As I was walking from the restaurant I noticed on the counter, next to a carafe similar to the one from whence my juice was poured, a half gallon carton of orange juice — Florida’s finest from the grove stand with lots of pulp. So much for that union worker in the kitchen diligently squeezing oranges. Then I did the math. A half-gallon contains eight servings, according to that manufacturer. At $9 a glass, that means the hotel was recording at least $72 of revenue per carton. Based on volume, I am thinking this enormous hotel property buys each half gallon for, at the most, $1.25 a unit. I do not even want to think about the $7.00 coffee, $19 for fresh berries, the $6 yogurt – probably not fresh – or the $20 scrambled eggs. Then you add the legendary New York taxes. The Big Apple, or at least in this case, a legendary hotel, suddenly becomes the big sucking sound as my wallet is assaulted by a juice carton masquerading as a unionized kitchen worker, sans juicer.
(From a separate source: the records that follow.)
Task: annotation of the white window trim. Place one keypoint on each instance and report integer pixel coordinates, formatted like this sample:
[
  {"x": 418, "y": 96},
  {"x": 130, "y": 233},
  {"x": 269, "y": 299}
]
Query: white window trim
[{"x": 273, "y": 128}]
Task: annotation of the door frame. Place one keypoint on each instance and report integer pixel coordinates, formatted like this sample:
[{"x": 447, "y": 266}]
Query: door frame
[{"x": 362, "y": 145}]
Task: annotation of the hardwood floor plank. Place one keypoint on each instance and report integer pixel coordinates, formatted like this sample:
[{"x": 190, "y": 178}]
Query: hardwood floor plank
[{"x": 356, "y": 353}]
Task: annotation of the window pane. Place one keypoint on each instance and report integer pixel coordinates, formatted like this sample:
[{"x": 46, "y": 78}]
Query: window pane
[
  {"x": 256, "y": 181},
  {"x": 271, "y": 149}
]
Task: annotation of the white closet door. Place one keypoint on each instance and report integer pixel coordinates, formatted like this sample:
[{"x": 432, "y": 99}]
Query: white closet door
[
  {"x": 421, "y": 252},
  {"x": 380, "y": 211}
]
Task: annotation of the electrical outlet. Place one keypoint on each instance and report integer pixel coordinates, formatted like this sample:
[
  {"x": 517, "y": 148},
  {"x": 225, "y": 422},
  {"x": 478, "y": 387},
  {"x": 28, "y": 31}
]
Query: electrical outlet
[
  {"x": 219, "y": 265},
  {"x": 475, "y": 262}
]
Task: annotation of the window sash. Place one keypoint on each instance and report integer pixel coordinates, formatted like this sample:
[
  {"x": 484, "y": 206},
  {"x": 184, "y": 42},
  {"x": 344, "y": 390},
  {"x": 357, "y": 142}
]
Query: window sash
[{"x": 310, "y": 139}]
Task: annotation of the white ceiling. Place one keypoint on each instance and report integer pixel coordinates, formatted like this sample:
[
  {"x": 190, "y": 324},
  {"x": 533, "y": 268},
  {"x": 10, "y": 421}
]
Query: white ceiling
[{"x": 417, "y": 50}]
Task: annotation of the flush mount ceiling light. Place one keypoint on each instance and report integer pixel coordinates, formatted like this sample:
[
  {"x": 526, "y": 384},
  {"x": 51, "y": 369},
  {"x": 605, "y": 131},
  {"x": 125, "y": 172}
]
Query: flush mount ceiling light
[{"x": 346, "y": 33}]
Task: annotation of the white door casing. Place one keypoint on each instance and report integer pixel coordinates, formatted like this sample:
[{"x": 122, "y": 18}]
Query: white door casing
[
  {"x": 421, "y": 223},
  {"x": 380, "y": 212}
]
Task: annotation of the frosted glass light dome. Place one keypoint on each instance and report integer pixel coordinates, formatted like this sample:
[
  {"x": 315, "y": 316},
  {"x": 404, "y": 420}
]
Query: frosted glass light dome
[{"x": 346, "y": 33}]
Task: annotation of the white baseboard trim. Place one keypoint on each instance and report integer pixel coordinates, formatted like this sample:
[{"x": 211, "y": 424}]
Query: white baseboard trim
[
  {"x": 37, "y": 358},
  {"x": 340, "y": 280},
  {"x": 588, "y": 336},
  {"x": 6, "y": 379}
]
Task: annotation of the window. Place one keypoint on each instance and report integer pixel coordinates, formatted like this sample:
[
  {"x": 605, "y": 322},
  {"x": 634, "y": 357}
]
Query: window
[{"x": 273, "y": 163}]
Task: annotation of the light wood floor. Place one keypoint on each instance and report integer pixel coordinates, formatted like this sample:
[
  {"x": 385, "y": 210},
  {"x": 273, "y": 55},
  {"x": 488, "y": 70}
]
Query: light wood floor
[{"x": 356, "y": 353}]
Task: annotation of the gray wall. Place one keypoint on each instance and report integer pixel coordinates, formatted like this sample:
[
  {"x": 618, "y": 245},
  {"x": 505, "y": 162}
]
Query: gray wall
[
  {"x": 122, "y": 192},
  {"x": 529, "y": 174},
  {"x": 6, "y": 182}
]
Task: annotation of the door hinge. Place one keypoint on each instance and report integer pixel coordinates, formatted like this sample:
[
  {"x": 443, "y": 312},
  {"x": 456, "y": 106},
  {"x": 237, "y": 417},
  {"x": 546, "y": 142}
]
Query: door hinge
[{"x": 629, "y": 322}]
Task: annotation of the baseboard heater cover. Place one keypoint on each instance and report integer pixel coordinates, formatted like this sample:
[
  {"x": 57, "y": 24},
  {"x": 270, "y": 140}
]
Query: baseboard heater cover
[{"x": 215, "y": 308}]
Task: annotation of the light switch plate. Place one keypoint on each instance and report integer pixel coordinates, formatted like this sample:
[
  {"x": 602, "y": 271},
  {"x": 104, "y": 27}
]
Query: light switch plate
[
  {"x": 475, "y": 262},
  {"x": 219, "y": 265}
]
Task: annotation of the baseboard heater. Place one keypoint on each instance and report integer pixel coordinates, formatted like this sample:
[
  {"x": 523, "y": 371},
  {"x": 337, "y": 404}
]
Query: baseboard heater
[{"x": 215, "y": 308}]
This is not meant to be another naive diatribe about New York’s high costs and ridiculous tax rates. About that there is no debate. Nope. This is a knock on a luxury hotel whose data processing capacity is suspect, whose customer service is worse than uneven, whose maintenance is sloppy, and indifferent executives who scurry about with their European-cut suits, cell phones in hand, with the conviction of an overwhelmed management intern who could not organize a three-car funeral.

The desk chair that was falling apart and that no one came to repair despite several calls to the hotel’s service hotline. The painfully slow service in the restaurants. The overwhelmed, plodding desk clerks and the smartly dressed housekeepers who could not clean the room before 2 PM. No wonder it took some QE2 passengers six hours to get a room while their luggage sat lined up on the sidewalk like the Northwest Airlines’ Detroit baggage claim following a snowstorm.

For those of us who toil in healthcare and have been made to believe that we are inferior humans because we cannot deliver service in a safe,timely, friendly, and cost effective manner, call me.

I will give you the name of a famous Park Avenue hotel where you can go and learn what NOT to do to your physicians and their patients.